Unter Berücksichtigung dieser Grundsätze ist die Entscheidung der Staatsanwaltschaft und der Generalstaatsanwaltschaft nicht zu beanstanden. Dabei ist gemäß § 28 Abs. 3 EGGVG die gerichtliche Nachprüfung beschränkt auf die Einhaltung der Ermessensgrenzen und auf Ermessensmissbrauch.
Zwar ist einerseits zu berücksichtigen, dass der Verurteilte nach dem im Verfahren vor dem Amtsgericht in Michelstadt erstatteten Gutachten des psychiatrischen Sachverständigen Dr. Y notwendigerweise einer Therapie bedarf, da es sich um einen Menschen mit einer schweren, chronifizierten Abhängigkeitserkrankung (Alkohol und Kokain) mit entsprechender Persönlichkeitsdeprivation, verbunden mit einer Einschränkung der sozialen Verantwortungsfähigkeit handelt. Jedoch ist andererseits der Umstand mit einzubeziehen, dass der Verurteilte auch bei erfolgreichem Abschluss der Therapie im Maßregelvollzug im Anschluss die in dem Verfahren 3240 Js 214568/01 verhängte Gesamtfreiheitsstrafe von 2 Jahren weiter bis zum Erreichen den Zweidrittel- Zeitpunktes verbüßen müsste, ehe eine Reststrafenaussetzung nach § 57 Abs. 1 StGB in Betracht kommt. Eine Anrechnung der Unterbringung im Maßregelvollzug nach § 67 Abs. 4 StGB auf die derzeit verbüßte Freiheitsstrafe aus dem Urteil des Landgerichts Frankfurt kann gemäß § 44 b Abs. 1 S. 2 StrVollstrO nicht erfolgen, eine Reststrafenaussetzung nach § 57 Abs. 2 Nr. 2 StGB erscheint im Hinblick auf das neben dem Vorliegen einer günstigen Sozialprognose noch zusätzliche Erfordernis "besonderer Umstände" eher unwahrscheinlich. Die Zurückstellung der Strafvollstreckung gemäß § 35 BtMG nach Beendigung der Unterbringung in einer Entziehungsanstalt kommt in der Regel nicht in Betracht. Die Unterbringung des Verurteilten nach § 64 StGB zielt auf einen erfolgreichen Abschluss der dortigen therapeutischen Bemühungen ab. Dies bedeutet aber, dass es bei erfolgreichen Abschluss des Maßregelvollzugs weiterer therapeutischer Maßnahmen nicht mehr bedarf. Damit ist die Basis für eine Zurückstellung nach § 35 BtMG wegen der dann fehlenden Therapiebedürftigkeit entfallen (vgl. Körner BtMG 4. Aufl., § 35 Rn. 29, 42). Umstände, die hiervon eine Ausnahme gebieten könnten, sind weder ersichtlich noch vorgetragen.

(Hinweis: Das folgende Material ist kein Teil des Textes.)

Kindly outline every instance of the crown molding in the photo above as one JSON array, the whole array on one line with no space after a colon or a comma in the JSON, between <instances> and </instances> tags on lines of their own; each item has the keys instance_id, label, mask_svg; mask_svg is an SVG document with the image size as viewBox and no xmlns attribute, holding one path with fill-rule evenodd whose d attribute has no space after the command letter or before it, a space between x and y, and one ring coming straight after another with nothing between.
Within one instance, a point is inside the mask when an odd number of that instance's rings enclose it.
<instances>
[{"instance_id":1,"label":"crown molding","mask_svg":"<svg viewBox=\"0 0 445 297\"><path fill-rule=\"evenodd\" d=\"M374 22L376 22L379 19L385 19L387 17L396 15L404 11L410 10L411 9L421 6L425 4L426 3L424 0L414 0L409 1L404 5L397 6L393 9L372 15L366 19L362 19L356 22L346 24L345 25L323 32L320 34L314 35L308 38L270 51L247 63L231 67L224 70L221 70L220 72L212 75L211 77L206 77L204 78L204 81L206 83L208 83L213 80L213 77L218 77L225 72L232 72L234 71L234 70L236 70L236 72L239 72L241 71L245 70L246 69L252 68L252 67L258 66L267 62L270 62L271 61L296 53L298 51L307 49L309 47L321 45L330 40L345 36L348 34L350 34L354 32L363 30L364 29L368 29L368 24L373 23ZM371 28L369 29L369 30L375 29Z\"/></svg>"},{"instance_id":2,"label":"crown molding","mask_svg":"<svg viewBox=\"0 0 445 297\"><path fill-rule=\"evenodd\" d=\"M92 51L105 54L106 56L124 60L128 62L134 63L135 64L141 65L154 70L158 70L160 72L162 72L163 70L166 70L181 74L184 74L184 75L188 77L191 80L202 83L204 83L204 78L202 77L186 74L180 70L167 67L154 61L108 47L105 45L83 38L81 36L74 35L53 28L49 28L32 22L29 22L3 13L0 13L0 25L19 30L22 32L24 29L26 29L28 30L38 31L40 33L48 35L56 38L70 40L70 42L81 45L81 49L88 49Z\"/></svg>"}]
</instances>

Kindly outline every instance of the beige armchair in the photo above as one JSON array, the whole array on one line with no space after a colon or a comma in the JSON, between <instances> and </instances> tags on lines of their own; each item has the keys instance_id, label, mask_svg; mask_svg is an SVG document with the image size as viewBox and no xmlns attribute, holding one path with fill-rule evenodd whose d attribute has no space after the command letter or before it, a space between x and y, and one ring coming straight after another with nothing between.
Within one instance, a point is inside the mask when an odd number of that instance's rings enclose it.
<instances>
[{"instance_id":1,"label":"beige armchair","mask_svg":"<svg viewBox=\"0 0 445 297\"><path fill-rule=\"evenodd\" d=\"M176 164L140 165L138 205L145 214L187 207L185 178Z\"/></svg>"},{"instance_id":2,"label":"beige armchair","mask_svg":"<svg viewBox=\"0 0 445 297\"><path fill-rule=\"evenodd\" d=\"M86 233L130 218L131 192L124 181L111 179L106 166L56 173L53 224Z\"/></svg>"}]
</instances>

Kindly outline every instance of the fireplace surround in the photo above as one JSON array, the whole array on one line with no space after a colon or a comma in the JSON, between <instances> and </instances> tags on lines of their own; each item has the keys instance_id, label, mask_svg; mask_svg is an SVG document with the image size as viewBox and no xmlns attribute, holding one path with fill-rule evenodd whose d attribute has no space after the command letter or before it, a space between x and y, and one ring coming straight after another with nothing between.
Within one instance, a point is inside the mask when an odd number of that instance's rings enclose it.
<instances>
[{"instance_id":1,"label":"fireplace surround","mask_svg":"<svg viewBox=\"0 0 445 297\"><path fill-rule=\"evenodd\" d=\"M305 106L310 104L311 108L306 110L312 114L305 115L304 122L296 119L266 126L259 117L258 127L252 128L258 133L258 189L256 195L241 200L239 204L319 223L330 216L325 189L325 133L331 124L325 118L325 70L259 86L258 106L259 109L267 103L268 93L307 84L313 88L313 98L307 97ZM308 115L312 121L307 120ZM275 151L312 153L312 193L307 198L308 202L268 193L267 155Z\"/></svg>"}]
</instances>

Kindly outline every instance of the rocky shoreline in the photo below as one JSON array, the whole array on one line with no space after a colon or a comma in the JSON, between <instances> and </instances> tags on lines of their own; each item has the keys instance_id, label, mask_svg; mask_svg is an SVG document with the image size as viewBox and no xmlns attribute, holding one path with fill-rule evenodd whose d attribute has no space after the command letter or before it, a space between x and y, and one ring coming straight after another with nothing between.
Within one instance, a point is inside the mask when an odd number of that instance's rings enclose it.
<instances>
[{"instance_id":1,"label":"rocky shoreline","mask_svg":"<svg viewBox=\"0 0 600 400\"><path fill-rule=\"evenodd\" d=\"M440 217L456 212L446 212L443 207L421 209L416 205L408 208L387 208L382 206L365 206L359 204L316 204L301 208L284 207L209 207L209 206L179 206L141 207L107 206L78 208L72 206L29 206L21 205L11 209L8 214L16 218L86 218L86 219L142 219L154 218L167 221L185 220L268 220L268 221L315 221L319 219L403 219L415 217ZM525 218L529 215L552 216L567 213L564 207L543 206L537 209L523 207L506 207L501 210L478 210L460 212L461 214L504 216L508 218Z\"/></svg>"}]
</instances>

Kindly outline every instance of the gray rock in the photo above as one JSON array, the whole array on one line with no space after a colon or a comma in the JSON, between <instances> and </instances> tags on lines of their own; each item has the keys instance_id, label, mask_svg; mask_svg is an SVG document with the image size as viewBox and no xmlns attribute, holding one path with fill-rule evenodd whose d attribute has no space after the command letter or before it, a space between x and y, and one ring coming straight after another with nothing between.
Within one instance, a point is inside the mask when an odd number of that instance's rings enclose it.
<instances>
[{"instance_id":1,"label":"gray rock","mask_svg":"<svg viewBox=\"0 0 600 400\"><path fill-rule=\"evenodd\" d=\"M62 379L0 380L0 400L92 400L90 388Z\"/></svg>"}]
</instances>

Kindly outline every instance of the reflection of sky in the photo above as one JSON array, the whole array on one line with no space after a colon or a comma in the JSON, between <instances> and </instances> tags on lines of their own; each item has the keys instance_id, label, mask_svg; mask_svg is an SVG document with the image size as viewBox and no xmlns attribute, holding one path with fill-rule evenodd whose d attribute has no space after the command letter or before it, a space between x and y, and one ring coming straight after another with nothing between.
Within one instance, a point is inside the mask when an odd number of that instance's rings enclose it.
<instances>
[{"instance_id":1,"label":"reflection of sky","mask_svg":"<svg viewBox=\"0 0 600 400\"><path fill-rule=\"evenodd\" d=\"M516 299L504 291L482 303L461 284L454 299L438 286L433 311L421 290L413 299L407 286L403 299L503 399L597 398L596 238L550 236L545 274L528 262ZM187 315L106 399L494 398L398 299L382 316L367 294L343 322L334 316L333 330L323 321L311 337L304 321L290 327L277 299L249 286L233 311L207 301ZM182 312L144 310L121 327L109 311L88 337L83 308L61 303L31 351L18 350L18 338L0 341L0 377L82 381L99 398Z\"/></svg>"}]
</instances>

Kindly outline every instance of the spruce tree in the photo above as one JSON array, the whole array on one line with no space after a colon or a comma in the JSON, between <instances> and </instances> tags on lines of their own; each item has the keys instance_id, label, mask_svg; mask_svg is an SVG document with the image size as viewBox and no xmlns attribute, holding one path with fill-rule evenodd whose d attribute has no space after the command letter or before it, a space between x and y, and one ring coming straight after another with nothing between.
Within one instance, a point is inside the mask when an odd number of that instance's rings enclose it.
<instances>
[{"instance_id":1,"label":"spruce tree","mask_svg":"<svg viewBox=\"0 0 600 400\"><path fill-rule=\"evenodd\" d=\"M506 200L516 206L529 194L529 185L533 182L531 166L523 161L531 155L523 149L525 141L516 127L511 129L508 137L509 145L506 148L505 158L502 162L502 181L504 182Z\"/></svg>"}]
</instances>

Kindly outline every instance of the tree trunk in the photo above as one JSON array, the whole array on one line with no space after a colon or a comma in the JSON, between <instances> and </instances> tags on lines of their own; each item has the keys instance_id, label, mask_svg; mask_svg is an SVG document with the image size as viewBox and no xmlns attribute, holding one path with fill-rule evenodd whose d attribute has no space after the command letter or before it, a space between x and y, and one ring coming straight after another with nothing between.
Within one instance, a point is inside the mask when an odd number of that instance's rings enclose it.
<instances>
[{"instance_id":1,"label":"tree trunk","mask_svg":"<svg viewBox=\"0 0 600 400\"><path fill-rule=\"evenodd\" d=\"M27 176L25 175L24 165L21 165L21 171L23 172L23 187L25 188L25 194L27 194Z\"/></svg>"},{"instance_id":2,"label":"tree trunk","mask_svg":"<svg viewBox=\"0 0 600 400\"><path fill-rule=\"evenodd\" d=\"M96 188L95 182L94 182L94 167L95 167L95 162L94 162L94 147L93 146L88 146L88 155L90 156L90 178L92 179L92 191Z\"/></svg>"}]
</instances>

Verspricht die Therapie keine Aussicht auf Erfolg, so ist gemäß § 67 d Abs. 5 StGB die Unterbringung für beendet zu erklären und der Untergebrachte in den Strafvollzug zurückzuverlegen (Tröndle/Fischer, StGB, 52. Aufl., § 67 d Rn. 7 ff.). Eine Fortsetzung des Maßregelvollzugs gemäß § 67 Abs. 5 S. 2 1. Hs. StGB kommt in diesem Fall schon deswegen nicht in Betracht, da diese Vorschrift bei der Vollstreckung aus verschiedenen Erkenntnisverfahren nicht anwendbar ist und nur dann gilt, wenn die Unterbringung neben der noch zu vollstreckenden Freiheitsstrafe in dem selben Urteil angeordnet worden ist (Tröndle/Fischer, a. a. O., § 67 Rn. 2). Auch in diesem Fall wäre für eine Zurückstellung der Strafvollstreckung nach § 35 BtMG wegen fehlender Therapiebereitschaft in der Regel kein Raum (Körner, a. a. O., Rn. 95 ff.).

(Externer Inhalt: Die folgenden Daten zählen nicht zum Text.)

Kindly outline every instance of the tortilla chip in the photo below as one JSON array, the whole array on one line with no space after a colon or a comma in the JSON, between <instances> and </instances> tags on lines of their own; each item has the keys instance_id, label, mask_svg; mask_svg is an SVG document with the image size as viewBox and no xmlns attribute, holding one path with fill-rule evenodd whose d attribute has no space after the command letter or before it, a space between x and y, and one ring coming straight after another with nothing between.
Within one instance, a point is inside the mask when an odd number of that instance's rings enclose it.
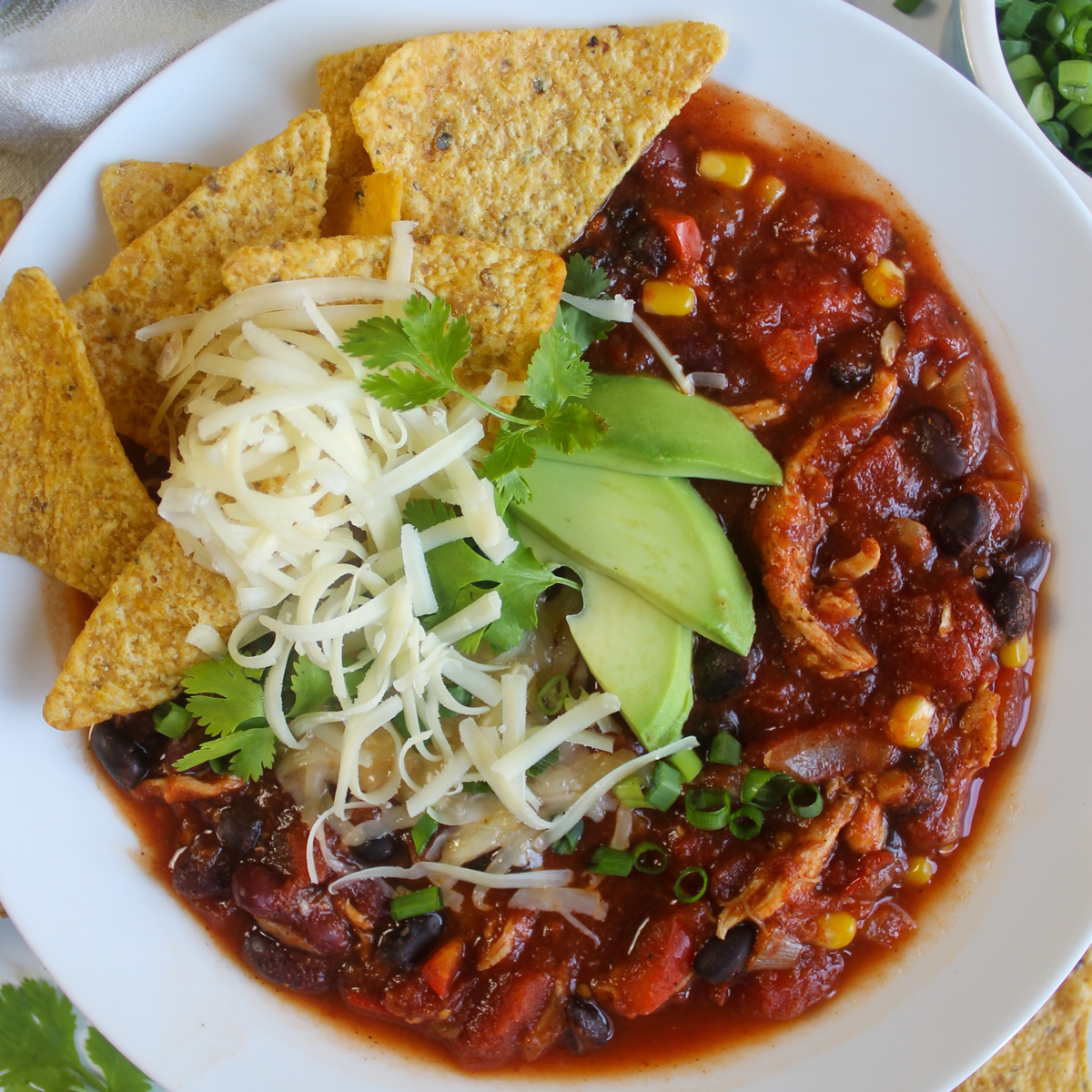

Im vorliegenden Fall müsste der Verurteilte daher vor Entlassung in die Freiheit zur Zeit noch ca. 8 Monate Freiheitsstrafe verbüßen. Alle Programme des Maßregelvollzugs zielen darauf ab, den Maßregelpatienten in Freiheit zu entlassen, so dass eine anschließende Strafvollstreckung höchst schädlich ist. (OLG Hamm, a. a. O.; Polmann/Jabel/Wolf a. a. O.). Müsste der Verurteilte nach Abschluss einer erfolgreichen Maßnahme nach § 64 StGB noch ca. 8 Monate Haft verbüßen, so würde dies dem Zweck des Maßregelvollzugs zu wider laufen und den Therapieerfolg gefährden.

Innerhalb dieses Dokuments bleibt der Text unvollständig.